Roger Zelazny was one of the greats of science fiction. If you haven’t read his work, go get some now. Among his best known works is the phenomenal Lord of Light. Zelazny particular strength from the very beginning was his almost poetic use of language, for example in one of one his earliest works “Passion Play” (which I pay homage to in two Mechanics stories). He was also a master at recycling mythic characters in fun and engaging ways.
I came to Zelazny, as a number of people did, not from his most highly regarded work, but from his most popular series, Amber. I happened across a part of The Courts of Chaos in a magazine, and I was hooked. But Amber was the smallest part of what Zelazny had to offer. Aside from Lord of Light, my personal favorites are some of his least popular: To Die in Italbar, Creatures of Light and Darkness, and the overlooked duology, Changeling and Madwand. Most of his work is worth reading.

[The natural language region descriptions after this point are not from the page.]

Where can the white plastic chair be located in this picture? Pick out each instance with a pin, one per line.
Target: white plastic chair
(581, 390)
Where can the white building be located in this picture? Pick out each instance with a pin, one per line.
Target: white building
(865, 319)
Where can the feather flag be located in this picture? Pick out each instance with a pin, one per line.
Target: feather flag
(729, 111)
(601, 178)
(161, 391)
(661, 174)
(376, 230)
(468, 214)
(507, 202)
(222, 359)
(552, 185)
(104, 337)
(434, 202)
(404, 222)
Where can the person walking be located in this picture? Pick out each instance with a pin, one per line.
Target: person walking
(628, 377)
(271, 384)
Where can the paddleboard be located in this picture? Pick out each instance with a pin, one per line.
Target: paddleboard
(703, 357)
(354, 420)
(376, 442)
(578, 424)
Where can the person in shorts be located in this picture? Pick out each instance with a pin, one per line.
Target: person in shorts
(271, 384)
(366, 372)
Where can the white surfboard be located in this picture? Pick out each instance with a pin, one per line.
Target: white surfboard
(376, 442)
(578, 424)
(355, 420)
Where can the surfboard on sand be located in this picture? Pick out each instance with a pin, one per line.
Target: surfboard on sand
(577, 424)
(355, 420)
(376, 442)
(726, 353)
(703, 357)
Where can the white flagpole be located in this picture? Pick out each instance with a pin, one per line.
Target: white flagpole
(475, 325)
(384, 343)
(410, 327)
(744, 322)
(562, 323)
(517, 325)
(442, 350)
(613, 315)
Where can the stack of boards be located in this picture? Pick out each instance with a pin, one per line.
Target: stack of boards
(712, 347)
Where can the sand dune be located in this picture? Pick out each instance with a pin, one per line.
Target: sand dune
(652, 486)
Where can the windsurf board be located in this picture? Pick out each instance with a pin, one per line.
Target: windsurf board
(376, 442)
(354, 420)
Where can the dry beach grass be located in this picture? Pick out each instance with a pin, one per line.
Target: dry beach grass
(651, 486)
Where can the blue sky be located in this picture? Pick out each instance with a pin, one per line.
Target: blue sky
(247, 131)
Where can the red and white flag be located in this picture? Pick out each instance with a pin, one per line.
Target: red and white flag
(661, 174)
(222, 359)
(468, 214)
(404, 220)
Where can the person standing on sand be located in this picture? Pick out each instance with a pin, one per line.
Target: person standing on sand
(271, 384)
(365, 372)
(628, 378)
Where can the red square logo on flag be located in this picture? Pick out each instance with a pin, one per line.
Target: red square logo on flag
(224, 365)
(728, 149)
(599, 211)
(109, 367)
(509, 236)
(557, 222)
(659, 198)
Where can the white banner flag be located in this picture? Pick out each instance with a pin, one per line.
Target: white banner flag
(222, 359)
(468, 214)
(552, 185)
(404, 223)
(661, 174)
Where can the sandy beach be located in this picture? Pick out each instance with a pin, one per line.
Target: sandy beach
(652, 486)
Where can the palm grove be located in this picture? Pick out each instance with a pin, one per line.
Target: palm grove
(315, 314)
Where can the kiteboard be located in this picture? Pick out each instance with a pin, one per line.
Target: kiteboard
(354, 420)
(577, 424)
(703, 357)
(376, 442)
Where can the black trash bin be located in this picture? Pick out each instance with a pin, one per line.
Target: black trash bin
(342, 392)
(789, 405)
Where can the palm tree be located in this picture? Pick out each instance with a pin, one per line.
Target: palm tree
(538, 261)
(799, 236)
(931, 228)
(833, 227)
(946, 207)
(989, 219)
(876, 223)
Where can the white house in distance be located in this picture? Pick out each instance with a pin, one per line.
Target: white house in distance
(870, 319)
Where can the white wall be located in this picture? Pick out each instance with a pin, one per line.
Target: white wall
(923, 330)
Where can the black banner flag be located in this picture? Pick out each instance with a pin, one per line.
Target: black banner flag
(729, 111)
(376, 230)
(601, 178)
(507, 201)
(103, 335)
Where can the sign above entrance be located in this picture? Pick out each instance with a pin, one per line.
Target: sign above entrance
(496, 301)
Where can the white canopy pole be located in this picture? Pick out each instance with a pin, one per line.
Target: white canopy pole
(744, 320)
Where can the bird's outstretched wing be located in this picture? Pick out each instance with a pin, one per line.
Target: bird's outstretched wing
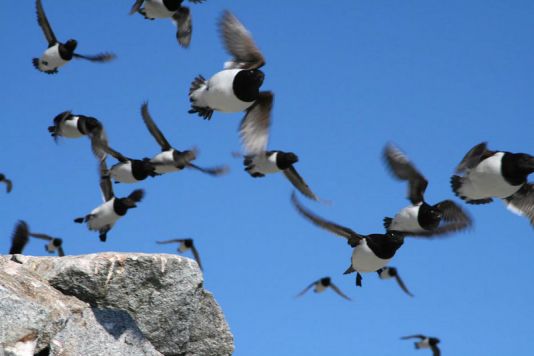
(239, 43)
(473, 157)
(299, 183)
(254, 128)
(101, 57)
(325, 224)
(403, 169)
(44, 24)
(153, 128)
(338, 291)
(184, 26)
(522, 202)
(306, 289)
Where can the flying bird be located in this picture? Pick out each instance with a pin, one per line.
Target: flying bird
(236, 87)
(54, 244)
(164, 9)
(19, 237)
(421, 218)
(69, 125)
(425, 343)
(370, 252)
(7, 182)
(171, 159)
(391, 272)
(185, 245)
(58, 54)
(103, 217)
(320, 285)
(496, 174)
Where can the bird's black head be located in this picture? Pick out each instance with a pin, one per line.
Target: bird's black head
(92, 124)
(429, 217)
(285, 160)
(71, 45)
(325, 281)
(188, 243)
(247, 84)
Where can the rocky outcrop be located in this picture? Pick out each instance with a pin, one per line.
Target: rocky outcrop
(110, 303)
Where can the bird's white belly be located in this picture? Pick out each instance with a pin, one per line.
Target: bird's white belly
(103, 216)
(166, 162)
(265, 164)
(406, 220)
(220, 94)
(122, 172)
(364, 260)
(69, 128)
(155, 9)
(485, 180)
(51, 59)
(319, 288)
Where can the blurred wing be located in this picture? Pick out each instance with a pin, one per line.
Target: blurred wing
(305, 290)
(402, 285)
(197, 256)
(239, 43)
(184, 26)
(213, 171)
(338, 291)
(9, 185)
(153, 128)
(101, 57)
(136, 6)
(299, 183)
(522, 202)
(403, 169)
(418, 336)
(435, 350)
(41, 236)
(325, 224)
(19, 238)
(473, 157)
(43, 23)
(254, 128)
(105, 182)
(170, 241)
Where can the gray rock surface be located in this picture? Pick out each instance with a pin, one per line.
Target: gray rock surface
(162, 294)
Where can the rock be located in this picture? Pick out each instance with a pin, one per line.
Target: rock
(162, 293)
(40, 318)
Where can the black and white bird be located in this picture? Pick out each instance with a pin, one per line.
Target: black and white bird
(370, 252)
(184, 246)
(66, 124)
(421, 218)
(128, 170)
(7, 182)
(103, 217)
(171, 159)
(58, 54)
(321, 285)
(254, 132)
(391, 272)
(237, 87)
(425, 343)
(496, 174)
(19, 237)
(164, 9)
(54, 244)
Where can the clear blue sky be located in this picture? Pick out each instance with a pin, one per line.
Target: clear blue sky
(434, 77)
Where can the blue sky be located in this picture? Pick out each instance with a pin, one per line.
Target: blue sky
(434, 77)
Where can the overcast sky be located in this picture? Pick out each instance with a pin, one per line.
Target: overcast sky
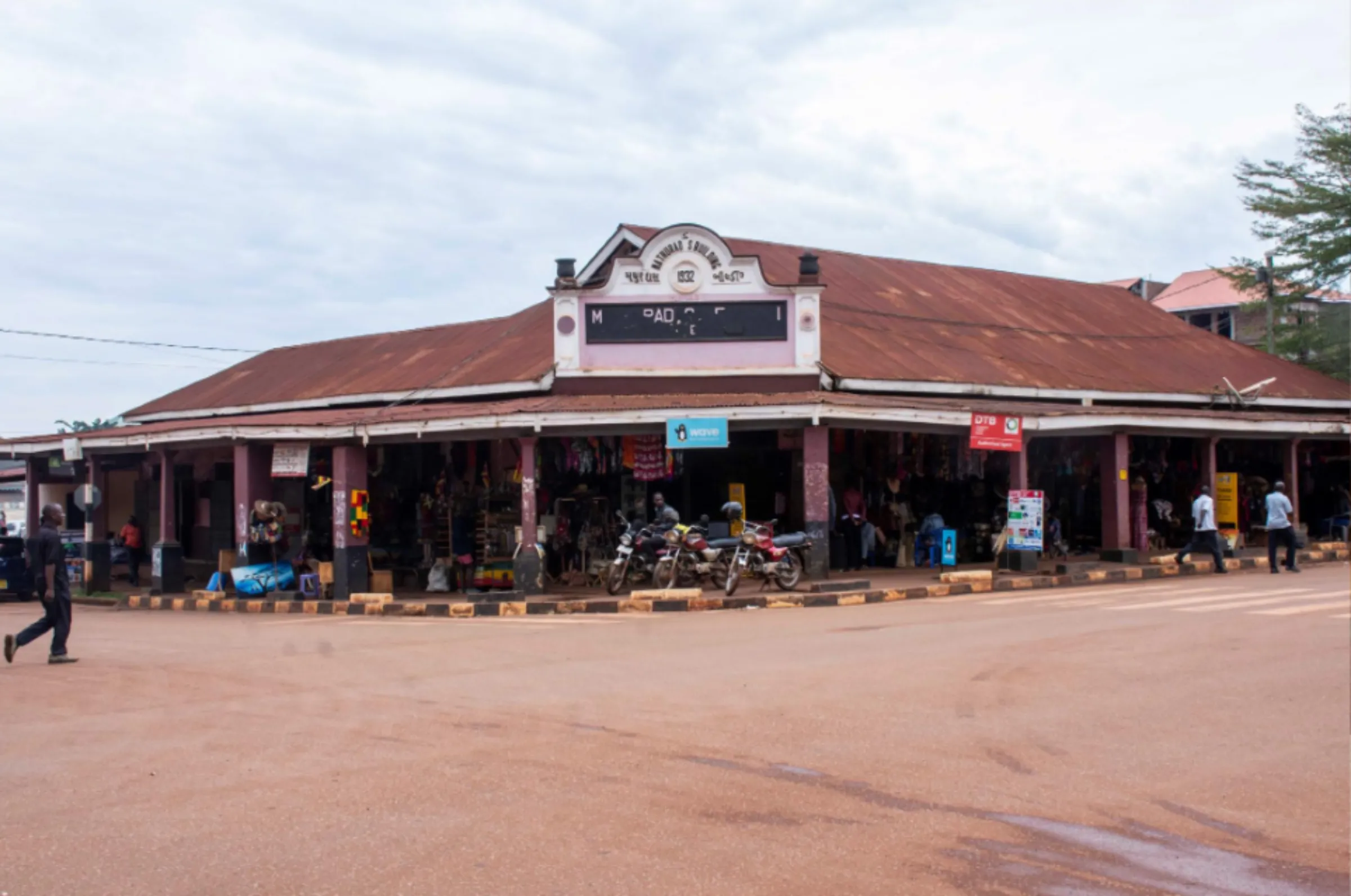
(269, 172)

Still, Zelazny’s strengths could also be a weakness. He like to experiment, and some of his efforts just didn’t work. Eye of Cat, for example, is a weak effort. And for a writer with such poetic prose, it turns out that his actual poetry was pretty weak. All in all, we’re lucky that he focused on the prose writing he did so well.
If you’re a Zelazny completist, consider the 6 volume NESFA set. It’s somewhat haphazardly organized, includes excerpts from some novels (why?), and has a lot of pretty bad poetry. But it is also thoroughly annotated, and includes all of Zelazny’s short fiction. Surprisingly, Zelazny comes off worse in a long, focused read through than he does taken one story at a time, occasionally. But while the stories don’t measure up to the novels on average, they are very good, and some of them are excellent.
If you haven’t encountered Zelazny yet, you’re in for a treat.